Duplex Color Doppler Study of Uterine Artery in Early Diagnosis of Preeclampsia
Sultana S1*, Yasmin T2, Mollah MNU3, Roy SK4, Hossain MS4, Al-Amin A4
1Department of Radiology & Imaging, Apollo Hospitals Dhaka, Dhaka, Bangladesh; 2Department of Radiology & Imaging, Enam Medical College & Hospital, Dhaka, Bangladesh; 3Department of Oncology, Bangabandhu Sheikh Mujib Medical University, Dhaka, Bangladesh; 4Department of Radiology & Imaging, Sir Salimullah Medical College & Mitford Hospital, Dhaka, Bangladesh
Principal Contact

 10.3329/bmrcb.v45i1.41806    0000-0002-0876-297X


Abstract

Background: Preeclampsia is remained a major cause of maternal and perinatal morbidity and mortality, despite recent advances in antenatal care.

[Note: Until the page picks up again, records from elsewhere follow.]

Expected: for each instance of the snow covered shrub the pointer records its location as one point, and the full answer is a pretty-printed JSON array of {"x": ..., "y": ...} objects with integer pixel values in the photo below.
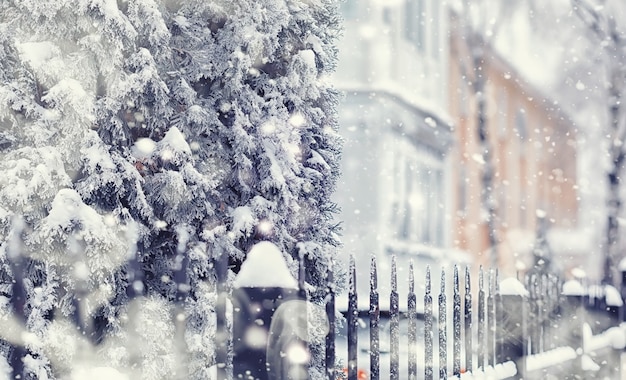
[{"x": 139, "y": 141}]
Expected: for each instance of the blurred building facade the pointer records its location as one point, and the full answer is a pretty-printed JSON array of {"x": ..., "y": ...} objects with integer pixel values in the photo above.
[
  {"x": 411, "y": 170},
  {"x": 394, "y": 118},
  {"x": 533, "y": 152}
]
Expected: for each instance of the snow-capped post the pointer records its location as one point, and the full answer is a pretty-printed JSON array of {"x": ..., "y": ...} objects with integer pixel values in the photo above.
[
  {"x": 222, "y": 334},
  {"x": 353, "y": 323},
  {"x": 394, "y": 323},
  {"x": 412, "y": 311},
  {"x": 19, "y": 296},
  {"x": 512, "y": 299},
  {"x": 467, "y": 317},
  {"x": 622, "y": 269},
  {"x": 330, "y": 315},
  {"x": 270, "y": 321},
  {"x": 491, "y": 321},
  {"x": 374, "y": 321},
  {"x": 443, "y": 327},
  {"x": 428, "y": 328},
  {"x": 481, "y": 320},
  {"x": 574, "y": 318},
  {"x": 456, "y": 323}
]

Hypertension in pregnancy is responsible for 18% of foetal (>19 weeks of gestation) and infant mortality and 46% of infants born small for gestational age. Early screening for preeclampsia may allow vigilant antenatal surveillance and appropriate timing of foetal delivery in order to avoid serious sequelae. Doppler ultrasound has important screening and diagnostic capabilities for screening preeclampsia.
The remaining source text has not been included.